I have also increased the settings in the /etc/httpd/conf.d/fcgid.conf file which did allow for more connections per second but I still have the strange issue that when php on one domain is absolutely crippled to the point the script is timing out before it is even beginning the other domains and services are running along nice and smoothly.
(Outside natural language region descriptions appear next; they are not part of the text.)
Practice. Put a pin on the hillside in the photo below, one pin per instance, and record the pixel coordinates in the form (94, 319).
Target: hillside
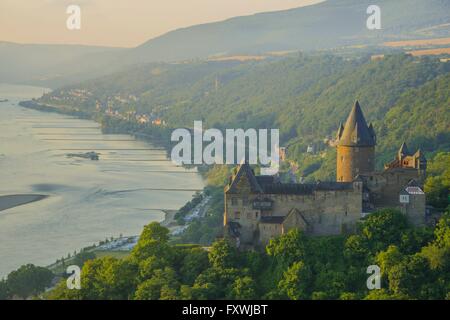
(328, 25)
(305, 97)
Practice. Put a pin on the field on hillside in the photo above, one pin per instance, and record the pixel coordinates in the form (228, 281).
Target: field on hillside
(427, 52)
(418, 43)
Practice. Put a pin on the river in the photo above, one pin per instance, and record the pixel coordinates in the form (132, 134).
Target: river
(88, 200)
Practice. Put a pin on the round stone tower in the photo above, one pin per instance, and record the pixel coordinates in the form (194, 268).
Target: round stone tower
(355, 147)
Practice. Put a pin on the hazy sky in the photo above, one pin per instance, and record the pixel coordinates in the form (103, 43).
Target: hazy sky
(119, 22)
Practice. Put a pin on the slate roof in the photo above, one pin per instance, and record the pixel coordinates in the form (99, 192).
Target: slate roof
(356, 132)
(272, 219)
(306, 188)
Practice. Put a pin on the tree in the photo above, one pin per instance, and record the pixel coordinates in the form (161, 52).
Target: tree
(4, 290)
(108, 278)
(82, 257)
(223, 254)
(195, 262)
(29, 280)
(288, 248)
(243, 288)
(296, 281)
(153, 242)
(408, 277)
(383, 228)
(162, 285)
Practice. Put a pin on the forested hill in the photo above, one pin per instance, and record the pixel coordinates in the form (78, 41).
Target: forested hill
(327, 25)
(304, 96)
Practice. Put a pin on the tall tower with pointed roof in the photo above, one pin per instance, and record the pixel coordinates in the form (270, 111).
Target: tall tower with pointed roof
(355, 147)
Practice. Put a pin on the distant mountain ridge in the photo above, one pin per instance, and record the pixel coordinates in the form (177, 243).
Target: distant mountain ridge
(327, 25)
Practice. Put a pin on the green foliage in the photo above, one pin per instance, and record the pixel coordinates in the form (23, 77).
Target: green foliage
(27, 281)
(82, 257)
(437, 184)
(243, 288)
(223, 254)
(288, 248)
(414, 265)
(296, 281)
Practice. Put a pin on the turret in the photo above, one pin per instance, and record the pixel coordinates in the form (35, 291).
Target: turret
(355, 146)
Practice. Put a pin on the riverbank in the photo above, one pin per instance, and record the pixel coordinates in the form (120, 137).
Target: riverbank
(15, 200)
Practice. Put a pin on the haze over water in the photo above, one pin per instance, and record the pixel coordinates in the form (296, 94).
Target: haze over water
(88, 200)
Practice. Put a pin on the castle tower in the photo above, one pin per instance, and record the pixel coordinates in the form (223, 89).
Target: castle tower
(355, 147)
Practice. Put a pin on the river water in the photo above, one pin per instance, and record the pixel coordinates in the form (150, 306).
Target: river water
(88, 200)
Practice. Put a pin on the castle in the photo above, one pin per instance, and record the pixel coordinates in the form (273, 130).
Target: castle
(258, 208)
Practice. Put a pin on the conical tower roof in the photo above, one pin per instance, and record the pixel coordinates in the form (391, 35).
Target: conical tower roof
(403, 151)
(356, 133)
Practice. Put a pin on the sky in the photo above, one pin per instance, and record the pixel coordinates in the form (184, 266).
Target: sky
(120, 23)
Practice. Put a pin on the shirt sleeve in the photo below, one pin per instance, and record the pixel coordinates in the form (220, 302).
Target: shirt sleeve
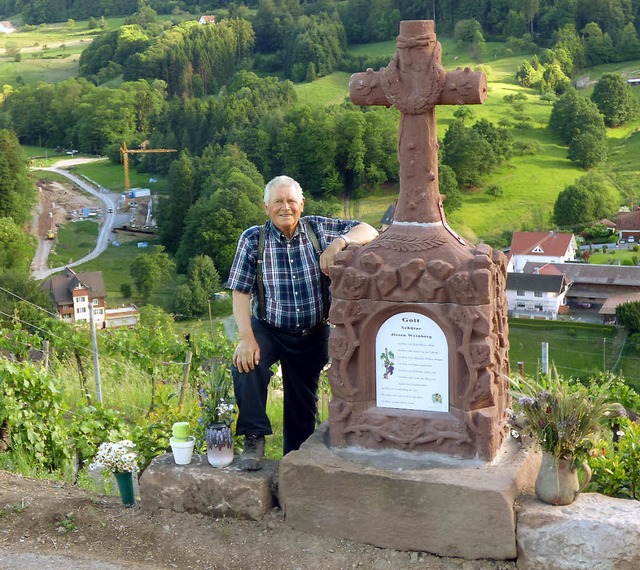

I would understand the situation if the whole server was grinding to a halt but it is a single domain on the server with everything else being fine, literally everything else is fine (Plesk panel, other domains, MySQL) and loads within a fraction of a section whereas any PHP script on that domain will be timed out before it even gets to start.

Well, if the software on that one domain is different this is very easily possible.

Some "simple" sites and one that is pulling huge results from MySQL with no proper indexing and lack of memory and therefor disc action.. there is your stuttering site while everything else keeps running (mostly) in memory.
 
I'll look into the MySQL tuning but I use EMS SQL manager for MySQL and can happily do SELECTs on a DB with 3mil+ records without any sign of any real slow down so it wouldn't appear that the MySQL server or the SSD is bogged down. CPU usage is rarely at even 1% and memory is 2.6GB free of 7.8GB total.

The comparison between domains (slow domain against speedy domains) is done using the exact same script using the same resources and being sent the same $_GET variables.

The whole server is setup to run that one domain but I added a couple of spare domains I had to just test it.

I have setup the server-status script on the server to see what is going on and it really looks like when a bunch of concurrent requests are being made that they are just getting queued and only a few are being run at any one time, the main stats from that is below:
Code:
Current Time: Saturday, 09-Apr-2016 15:58:53 BST
Restart Time: Saturday, 09-Apr-2016 14:53:50 BST
Parent Server Generation: 0
Server uptime: 1 hour 5 minutes 3 seconds
Total accesses: 11608 - Total Traffic: 4.2 MB
CPU Usage: u3.68 s6.37 cu0 cs0 - .257% CPU load
2.97 requests/sec - 1134 B/second - 381 B/request
224 requests currently being processed, 90 idle workers

Note the CPU usage and the number of requests/sec

The time taken for the script to run is around 2-3 seconds avg with the occassional one hitting up to about 10s but some finishing in a small fraction of a second. Even still it is maxing at about 3 requests/sec. machine is an 8 core Atom with 8GB ram, SSD storage and 100Mb all dedicated to the machine.

I am fairly certain that the issue is with the setup of the server or the script itself but every test I have done on the script shows it finishing within a few seconds even when it takes 30s to be returned.

(example) So what is happening is that I request the script and it gets returned in 30s, I go through the log output and see that the script was completed within 2 seconds. I do another when the load is slightly higher and it is returned within 60 seconds yet the script took just 3 secs to complete from when it began.

The scenario above is easily repeatable and not due to my systems connection as I have tried on many different machines and VPSs, every time there is a huge delay before the script is even started.

Is there anything I could post that would help to identify this as 3 req/s seems very slow to me for a dedicated server.

Cheers.
 
I forgot to mention that the long added delay to the returned data is not seen on the different domains on the server just the one with the high load.

I thought that a load sufficient to slow down one domain would slow down the whole server not just a single domain.

Also the figure for "requests currently being processed" I feel is high more because of a backlog than the load being overly high right now.

EDIT: I also forgot to mention that even static content of a very simple html page will timeout when the domain is bogged down but obviously not on the other domains.
 
Last edited:
Did you ever manage to find out what was causing this?

Have a very similar setup and configuration to you and was experiencing similar problems with concurrent users affecting just one domain but all others were fine.

I've set httpd maxClients to 512, fcgi maxProcesses to 500 & increased mysql max_connections to 250. So far in my load testing everything seems to be working fine for me now.